All this blah blah blah justification doesn’t cover up the fact that you know, deep down, this dog is capable of biting family, friends, and visitors. Good effing luck with that. Way to ignore your instincts and fail to protect your children. Great mom!

Aren’t all dogs? I had a lab as a kid that bit someone who was teasing her.


The thing about labs is, they usually don't bite and, when they do, it isn't damaging. Because they're bred to be bird dogs, to carry a bird safely in their mouths, they have gentle mouths that don't unintentionally do serious damage. They have soft mouths, unlike other breeds.
Anonymous
This dog does not belong with children (even teen children) full stop. Your priority should be having a home that you kids are 100% safe in (and can comfortably invite friends over to) not catering to an antisocial dog.
Anonymous
OP, try to ignore the knee-jerk reactions you are getting. You know the situation -- your family, your dog -- better than any of them. Trust yourself. I've read all your posts and it seems to me you are doing a good job.
Anonymous
Considering you just got it I’m assuming this is a young dog? If it’s still alive when your teens have kids are you going to rehome it in its old age or just accept not being able to host your grandchildren?
Anonymous
Anonymous wrote:
Anonymous wrote:
Anonymous wrote:
Anonymous wrote:
Anonymous wrote:Your.
Kids.
Should.
Not.
Have.
To.
Walk.
On.
Eggshells.
IN THEIR OWN HOME.

I didn’t get that from OP’s post at all. Sounds like they’ve taught the kids to observe the dog’s body language and stay away if the dog doesn’t want to be bothered. Sounds like dog ownership 101 to me.

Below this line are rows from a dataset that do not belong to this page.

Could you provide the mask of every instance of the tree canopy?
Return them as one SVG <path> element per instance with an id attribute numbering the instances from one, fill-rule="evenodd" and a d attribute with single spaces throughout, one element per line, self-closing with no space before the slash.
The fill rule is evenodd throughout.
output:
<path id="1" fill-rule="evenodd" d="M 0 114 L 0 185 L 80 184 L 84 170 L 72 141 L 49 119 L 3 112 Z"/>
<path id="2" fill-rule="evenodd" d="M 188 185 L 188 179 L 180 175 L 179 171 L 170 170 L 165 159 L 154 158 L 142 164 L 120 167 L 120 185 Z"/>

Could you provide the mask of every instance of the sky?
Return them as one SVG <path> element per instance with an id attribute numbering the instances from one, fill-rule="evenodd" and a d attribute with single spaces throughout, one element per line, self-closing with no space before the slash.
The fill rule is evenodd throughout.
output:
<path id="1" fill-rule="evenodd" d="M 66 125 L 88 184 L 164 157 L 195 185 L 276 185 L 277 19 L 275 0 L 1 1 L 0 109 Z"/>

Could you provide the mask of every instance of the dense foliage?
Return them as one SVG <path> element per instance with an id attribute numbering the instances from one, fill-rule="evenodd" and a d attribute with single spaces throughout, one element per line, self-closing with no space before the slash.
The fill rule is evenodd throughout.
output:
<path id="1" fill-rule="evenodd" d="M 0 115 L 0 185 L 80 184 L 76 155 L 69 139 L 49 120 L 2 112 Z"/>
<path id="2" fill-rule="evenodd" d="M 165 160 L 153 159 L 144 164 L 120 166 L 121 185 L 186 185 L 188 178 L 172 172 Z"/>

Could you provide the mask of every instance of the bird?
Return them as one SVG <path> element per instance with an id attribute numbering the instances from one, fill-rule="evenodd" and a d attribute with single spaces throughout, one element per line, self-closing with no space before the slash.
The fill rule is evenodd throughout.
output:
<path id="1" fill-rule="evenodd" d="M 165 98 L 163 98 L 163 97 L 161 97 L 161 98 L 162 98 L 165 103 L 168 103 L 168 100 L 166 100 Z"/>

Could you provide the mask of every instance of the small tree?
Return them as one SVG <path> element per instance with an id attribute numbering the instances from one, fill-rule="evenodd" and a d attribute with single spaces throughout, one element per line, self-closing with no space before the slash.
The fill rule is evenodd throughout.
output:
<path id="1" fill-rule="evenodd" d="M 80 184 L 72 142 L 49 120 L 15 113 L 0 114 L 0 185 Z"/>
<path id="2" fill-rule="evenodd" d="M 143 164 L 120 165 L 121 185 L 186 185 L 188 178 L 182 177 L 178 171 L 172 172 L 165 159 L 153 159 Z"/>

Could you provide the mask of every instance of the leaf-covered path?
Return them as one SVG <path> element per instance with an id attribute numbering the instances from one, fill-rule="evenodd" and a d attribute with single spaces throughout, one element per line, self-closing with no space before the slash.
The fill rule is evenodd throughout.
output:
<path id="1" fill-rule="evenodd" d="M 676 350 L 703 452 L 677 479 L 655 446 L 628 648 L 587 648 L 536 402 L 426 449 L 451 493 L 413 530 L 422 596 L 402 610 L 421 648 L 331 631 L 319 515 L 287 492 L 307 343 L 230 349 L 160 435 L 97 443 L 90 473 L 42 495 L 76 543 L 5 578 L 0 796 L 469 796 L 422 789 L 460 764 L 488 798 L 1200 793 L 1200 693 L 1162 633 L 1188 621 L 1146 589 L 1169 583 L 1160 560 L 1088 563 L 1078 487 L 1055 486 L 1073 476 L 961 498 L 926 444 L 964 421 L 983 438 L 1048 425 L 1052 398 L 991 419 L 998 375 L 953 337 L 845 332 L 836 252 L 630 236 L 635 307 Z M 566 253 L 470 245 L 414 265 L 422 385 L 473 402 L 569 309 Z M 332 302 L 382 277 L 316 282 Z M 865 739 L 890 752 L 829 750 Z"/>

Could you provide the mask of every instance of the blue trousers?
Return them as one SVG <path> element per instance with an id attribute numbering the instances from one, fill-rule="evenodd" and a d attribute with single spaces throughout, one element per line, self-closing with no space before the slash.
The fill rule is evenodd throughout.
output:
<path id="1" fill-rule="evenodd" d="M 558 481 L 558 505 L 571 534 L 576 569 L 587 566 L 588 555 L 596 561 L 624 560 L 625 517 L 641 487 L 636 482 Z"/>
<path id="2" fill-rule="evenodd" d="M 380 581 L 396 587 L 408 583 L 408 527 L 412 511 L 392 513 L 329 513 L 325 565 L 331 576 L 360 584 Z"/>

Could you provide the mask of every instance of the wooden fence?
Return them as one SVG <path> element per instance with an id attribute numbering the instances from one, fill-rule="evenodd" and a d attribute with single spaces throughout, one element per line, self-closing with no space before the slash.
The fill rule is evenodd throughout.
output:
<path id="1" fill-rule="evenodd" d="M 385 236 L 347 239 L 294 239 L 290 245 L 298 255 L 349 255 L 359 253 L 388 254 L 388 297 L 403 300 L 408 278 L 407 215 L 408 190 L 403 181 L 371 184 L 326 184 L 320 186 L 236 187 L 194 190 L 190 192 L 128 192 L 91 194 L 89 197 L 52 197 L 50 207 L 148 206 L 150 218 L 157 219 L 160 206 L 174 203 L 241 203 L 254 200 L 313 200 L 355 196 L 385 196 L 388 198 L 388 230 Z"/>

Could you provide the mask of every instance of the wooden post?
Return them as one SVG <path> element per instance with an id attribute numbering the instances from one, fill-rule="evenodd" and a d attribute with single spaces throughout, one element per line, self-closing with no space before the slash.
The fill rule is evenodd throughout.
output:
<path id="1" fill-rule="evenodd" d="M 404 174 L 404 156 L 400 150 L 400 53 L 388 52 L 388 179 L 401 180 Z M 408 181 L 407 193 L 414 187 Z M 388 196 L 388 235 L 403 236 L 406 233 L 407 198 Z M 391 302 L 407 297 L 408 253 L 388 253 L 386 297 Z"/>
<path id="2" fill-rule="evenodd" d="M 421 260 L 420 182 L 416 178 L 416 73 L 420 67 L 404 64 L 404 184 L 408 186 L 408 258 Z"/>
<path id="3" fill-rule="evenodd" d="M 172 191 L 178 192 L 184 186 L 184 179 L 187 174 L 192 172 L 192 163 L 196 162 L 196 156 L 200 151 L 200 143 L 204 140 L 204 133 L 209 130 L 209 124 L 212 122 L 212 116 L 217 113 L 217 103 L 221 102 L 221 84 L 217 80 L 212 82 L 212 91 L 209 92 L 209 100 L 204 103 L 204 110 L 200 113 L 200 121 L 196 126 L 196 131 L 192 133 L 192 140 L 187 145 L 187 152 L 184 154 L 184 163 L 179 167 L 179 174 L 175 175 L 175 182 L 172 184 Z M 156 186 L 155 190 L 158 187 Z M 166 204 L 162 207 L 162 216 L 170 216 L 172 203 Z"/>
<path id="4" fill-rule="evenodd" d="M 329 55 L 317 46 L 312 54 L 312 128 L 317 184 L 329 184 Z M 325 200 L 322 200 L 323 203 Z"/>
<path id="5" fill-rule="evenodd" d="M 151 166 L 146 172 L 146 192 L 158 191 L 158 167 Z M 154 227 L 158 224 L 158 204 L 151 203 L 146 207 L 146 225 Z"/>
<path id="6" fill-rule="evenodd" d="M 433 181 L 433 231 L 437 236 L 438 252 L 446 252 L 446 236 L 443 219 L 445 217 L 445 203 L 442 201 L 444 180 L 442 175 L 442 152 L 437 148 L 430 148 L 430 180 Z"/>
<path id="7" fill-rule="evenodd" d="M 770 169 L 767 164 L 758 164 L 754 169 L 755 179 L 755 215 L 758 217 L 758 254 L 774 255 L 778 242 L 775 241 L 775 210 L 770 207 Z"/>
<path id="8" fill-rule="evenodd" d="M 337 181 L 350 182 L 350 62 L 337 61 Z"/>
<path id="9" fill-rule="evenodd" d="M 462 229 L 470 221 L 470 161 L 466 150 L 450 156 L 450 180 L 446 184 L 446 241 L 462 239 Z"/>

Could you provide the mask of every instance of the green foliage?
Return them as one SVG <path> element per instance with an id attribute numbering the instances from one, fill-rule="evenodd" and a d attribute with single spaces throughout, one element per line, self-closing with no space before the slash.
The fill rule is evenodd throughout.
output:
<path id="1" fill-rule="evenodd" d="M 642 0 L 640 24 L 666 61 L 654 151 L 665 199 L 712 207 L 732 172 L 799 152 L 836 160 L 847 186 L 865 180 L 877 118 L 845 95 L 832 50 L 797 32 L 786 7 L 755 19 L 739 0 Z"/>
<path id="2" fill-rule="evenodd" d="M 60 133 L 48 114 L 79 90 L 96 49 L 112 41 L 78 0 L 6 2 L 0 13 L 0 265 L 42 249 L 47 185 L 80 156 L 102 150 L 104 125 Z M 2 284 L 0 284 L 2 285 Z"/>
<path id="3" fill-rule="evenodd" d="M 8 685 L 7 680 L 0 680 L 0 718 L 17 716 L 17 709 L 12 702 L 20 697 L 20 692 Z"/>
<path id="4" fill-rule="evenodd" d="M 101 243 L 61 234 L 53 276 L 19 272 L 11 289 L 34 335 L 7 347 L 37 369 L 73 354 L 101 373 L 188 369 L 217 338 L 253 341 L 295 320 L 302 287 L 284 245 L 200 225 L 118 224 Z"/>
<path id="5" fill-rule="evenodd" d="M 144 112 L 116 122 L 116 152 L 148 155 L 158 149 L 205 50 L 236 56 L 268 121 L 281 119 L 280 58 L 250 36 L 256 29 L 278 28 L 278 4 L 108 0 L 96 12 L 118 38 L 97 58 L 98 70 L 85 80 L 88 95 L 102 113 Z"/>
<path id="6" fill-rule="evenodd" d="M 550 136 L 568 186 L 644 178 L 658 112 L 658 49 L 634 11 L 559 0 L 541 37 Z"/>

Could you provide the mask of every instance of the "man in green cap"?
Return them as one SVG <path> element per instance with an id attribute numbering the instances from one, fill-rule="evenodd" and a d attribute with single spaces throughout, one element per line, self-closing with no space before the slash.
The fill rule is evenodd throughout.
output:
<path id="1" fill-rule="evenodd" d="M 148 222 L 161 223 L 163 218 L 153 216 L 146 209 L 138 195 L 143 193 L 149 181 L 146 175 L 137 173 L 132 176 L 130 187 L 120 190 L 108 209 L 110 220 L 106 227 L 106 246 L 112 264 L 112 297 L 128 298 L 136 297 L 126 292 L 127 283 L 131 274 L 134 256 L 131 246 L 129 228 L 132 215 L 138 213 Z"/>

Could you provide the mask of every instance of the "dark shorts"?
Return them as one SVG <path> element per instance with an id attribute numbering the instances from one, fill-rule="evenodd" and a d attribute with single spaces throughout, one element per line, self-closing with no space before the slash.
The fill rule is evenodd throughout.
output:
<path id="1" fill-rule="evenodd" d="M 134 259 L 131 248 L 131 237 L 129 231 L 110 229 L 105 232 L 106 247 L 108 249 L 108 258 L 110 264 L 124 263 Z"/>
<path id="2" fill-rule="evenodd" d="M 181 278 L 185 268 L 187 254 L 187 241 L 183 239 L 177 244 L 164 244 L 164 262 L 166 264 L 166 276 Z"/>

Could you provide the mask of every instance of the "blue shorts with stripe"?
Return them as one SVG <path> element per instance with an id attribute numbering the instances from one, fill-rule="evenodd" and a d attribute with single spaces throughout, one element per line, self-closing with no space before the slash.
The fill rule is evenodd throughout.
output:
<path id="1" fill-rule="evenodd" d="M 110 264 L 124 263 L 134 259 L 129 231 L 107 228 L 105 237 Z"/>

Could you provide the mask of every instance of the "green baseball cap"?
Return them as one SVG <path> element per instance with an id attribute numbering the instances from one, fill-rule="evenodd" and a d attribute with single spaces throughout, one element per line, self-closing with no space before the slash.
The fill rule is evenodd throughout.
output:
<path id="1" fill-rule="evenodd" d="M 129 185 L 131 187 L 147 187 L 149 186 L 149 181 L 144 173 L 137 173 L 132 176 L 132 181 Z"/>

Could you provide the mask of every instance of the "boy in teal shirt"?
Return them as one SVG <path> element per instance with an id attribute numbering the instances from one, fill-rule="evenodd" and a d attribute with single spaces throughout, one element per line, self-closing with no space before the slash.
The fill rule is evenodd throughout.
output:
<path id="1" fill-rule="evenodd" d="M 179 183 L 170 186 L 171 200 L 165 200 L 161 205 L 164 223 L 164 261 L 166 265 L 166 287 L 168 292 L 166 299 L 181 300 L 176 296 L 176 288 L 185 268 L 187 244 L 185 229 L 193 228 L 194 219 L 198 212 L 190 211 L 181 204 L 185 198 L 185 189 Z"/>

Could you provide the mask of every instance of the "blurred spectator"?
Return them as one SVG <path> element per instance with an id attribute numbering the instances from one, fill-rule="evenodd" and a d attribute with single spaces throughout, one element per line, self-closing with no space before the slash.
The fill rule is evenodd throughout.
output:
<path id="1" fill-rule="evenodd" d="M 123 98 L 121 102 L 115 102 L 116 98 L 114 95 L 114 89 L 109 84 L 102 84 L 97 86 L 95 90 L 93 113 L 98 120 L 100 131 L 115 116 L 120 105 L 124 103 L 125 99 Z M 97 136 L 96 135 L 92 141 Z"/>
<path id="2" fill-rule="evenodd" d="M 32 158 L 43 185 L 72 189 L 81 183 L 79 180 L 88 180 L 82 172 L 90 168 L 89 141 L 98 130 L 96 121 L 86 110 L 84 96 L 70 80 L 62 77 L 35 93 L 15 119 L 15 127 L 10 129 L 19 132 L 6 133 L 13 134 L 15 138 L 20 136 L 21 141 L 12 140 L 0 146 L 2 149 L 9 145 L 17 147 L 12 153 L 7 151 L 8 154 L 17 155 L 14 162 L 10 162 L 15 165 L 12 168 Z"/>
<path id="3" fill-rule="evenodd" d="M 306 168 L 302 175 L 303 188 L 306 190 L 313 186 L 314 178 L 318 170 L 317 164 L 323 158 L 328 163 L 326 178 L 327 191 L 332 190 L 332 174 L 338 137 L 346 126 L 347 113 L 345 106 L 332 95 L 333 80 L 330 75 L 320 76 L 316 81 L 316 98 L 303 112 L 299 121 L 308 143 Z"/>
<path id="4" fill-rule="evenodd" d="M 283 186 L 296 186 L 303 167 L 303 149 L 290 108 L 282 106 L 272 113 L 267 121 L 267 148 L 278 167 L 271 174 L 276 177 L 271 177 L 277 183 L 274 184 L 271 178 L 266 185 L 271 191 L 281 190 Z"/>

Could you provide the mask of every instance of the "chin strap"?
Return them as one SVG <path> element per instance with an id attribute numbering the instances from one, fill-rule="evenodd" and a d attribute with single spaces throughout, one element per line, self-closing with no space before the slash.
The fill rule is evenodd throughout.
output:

The dog’s moods and feelings matter more than the kids, got it. The kids cannot be themselves and be carefree and comfortable in their own home; got it.

We had dogs growing up. We were certainly respectful and observant and responsive to their needs, but not out of fear of bites or being mauled.


+1000

OP, think about what lessons you are teaching your children, about how to live in their house and how to train a family dog. They aren't learning any good lessons right now. Re-home the dog. And be more careful if you get another family dog.


Everything she has written about observing and respecting a dog’s body language and boundaries is correct. Dogs are not playthings or toys. They’re also not people. They have different social cues. It’s good to know that you shouldn’t pat a dog on top of its head. They don’t like that. It’s good to know that you shouldn’t try to hug a dog. They’re not primates. They don’t understand hugs. It’s good to know not to make prolonged eye contact with a strange dog. That reads as aggressive to them.

Just because a goofy lab or doodle will let you lay on top of it if you wish does not make other dogs with bigger personal space bubbles “bad dogs.”


+1 Wish people would actually read/learn about dogs and treat them accordingly.